Page 1 of 1

Considering other backends for IMSLP

Posted: Sun Aug 16, 2009 12:15 am
by Mazin
IMSLP has been using MediaWiki to serve its 30,000+ scores and it works. Feldmahler has spent a huge amount of time getting it that way, and thanks to him, we have a website to browse and download sheet music. However, it's apparent that we're pushing the bounds of what MediaWiki was meant for and designed for. Wikimedia is great for collaborative editing of (text-based) documents, but using it as a digital archive/library is pushing it, and it's evident by our custom-designed upload forms and other odd extensions that we've generally hacked on to MediaWiki. Not everything is necessarily semantically complete, and it's inhibiting things like the search functionality and offering an API.

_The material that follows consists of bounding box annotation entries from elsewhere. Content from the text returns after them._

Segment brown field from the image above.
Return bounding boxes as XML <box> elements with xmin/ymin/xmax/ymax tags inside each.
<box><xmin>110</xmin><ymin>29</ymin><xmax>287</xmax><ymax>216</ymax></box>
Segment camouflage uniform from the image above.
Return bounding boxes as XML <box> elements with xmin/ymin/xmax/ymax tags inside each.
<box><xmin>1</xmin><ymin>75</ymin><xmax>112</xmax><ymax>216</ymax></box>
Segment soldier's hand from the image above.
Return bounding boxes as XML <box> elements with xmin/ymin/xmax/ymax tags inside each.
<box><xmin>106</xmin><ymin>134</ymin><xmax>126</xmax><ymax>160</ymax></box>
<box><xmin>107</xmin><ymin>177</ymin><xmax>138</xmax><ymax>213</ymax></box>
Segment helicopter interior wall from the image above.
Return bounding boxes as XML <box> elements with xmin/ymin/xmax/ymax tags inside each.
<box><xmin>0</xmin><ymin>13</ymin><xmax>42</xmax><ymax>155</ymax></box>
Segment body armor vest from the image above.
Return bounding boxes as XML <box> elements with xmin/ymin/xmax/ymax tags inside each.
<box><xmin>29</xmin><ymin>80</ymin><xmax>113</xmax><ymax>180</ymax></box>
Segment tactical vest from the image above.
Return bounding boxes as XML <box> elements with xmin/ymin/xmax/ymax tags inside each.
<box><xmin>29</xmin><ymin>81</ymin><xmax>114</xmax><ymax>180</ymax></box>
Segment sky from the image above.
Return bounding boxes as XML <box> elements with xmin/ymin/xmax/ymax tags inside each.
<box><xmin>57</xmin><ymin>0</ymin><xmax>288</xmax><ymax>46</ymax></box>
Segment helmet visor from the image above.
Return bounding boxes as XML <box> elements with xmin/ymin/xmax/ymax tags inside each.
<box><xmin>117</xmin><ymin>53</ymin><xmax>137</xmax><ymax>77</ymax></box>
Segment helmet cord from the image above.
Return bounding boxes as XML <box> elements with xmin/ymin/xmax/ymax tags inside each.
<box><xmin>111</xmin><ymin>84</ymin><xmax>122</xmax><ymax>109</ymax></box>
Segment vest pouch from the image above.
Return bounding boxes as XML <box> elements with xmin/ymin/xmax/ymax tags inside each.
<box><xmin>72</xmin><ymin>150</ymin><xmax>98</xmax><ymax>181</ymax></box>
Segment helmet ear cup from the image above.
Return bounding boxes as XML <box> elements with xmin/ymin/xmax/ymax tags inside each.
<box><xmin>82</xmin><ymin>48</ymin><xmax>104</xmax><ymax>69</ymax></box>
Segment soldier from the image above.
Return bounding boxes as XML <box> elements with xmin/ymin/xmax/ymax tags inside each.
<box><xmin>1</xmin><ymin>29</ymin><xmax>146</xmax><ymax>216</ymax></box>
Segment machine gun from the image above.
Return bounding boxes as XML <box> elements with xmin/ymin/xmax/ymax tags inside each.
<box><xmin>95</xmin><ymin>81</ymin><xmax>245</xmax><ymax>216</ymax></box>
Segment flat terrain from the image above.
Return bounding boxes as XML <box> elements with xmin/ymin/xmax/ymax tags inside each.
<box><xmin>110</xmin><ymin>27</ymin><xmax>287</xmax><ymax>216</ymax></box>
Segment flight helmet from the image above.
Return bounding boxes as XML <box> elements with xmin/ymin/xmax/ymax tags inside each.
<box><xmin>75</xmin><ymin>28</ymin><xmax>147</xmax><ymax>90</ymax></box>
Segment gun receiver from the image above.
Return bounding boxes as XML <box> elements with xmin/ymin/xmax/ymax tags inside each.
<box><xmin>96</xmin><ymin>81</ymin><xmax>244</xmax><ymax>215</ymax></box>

So, of course, we should take a look at some of the other systems that libraries and archives are currently using. We don't have to adopt any of them, but we should look at 1) how they work and are organized, 2) what they offer that we don't, 3) what we have that they don't, and 4) the big question of "should we use it?". This will give us ideas for expanding or fixing our existing system, and ideas for how we want the technological platform to look like in the future.

So, my two suggestions to look at are:

Fedora
Fedora is a general-purpose, open-source digital object repository system.
Features
  • Store all types of content and its metadata
  • Scale to millions of objects
  • Access data via Web APIs (REST/SOAP)
  • Provide RDF search (SPARQL)
  • Rebuilder Utility (for disaster recovery and data migration)
An example of Fedora used specifically for sheet music is IN Harmony, a database of mostly-PD music available to the public, created as a partnership between four Indiana institutions (one of which is my school, Indiana University Bloomington).

Variations
Variations is/was a project to create a digital music library by Indiana University, and their Cook Music Library has been using it since 1996. As a research project, it's gone through a couple stages, and at least some software is available open-source (see http://variations.sourceforge.net/). Unfortunately, the main repository itself is closed off to people outside IU (I'll see what I can raid from it someday), so it's kind of hard to demo it. See the following links:

Re: Considering other backends for IMSLP

Posted: Sun Aug 16, 2009 1:06 am
by KGill
The problem with these is that they're not wikis. I fully concede (how could I not?) that there are many people here who have been here waaay longer than me and know the ins and outs much more intimately, but as far as I can see, the IMSLP is fully, wholly, and utterly collaborative, and that means...a wiki. It is inherently so- no other system could possibly work anywhere close to the way it has. Now, if we tried to create our own version of MediaWiki itself...

And the larger problem is that it's a huge deal just to make upgrades from one version of MW to the next- hard enough when it's already set up for MW. Imagine the truly herculean task of converting all of our (currently) 17351 work pages into an alien system! Not to mention all the other pages! First off, there's the issue that MW uses its own markup language. That could conceivably be gotten around with some sort of bot, but I wouldn't bet on perfection. And...so on and so forth, you know what all the issues would be.
One of the other things I think sets IMSLP apart from other online music libraries is that all the typos, inaccuracies, etc. are cleaned up- everything is standardized and easy to read, truly well-organized. I have never seen another music site anywhere close to being as easy to use, and I think that if we changed the system to pretty much anything else, we would lose that (to an extent) and degenerate kind of quickly. I looked at your examples, and have been looking at others such as Sibley, and none of them were nearly as elegant as what we have now. Especially Variations- who wants to have to DL extra software just to access a certain website?
I understand the problems that have always been associated with MW, but is it really all that drastic? If a search function were written from scratch, wouldn't that stave off a lot of objections? We've accomplished so much by now with what we have (specifically referring to the organization of the site), it would need to be redone, and that's...a lot of work.
In short, would any change be worth it in the slightest?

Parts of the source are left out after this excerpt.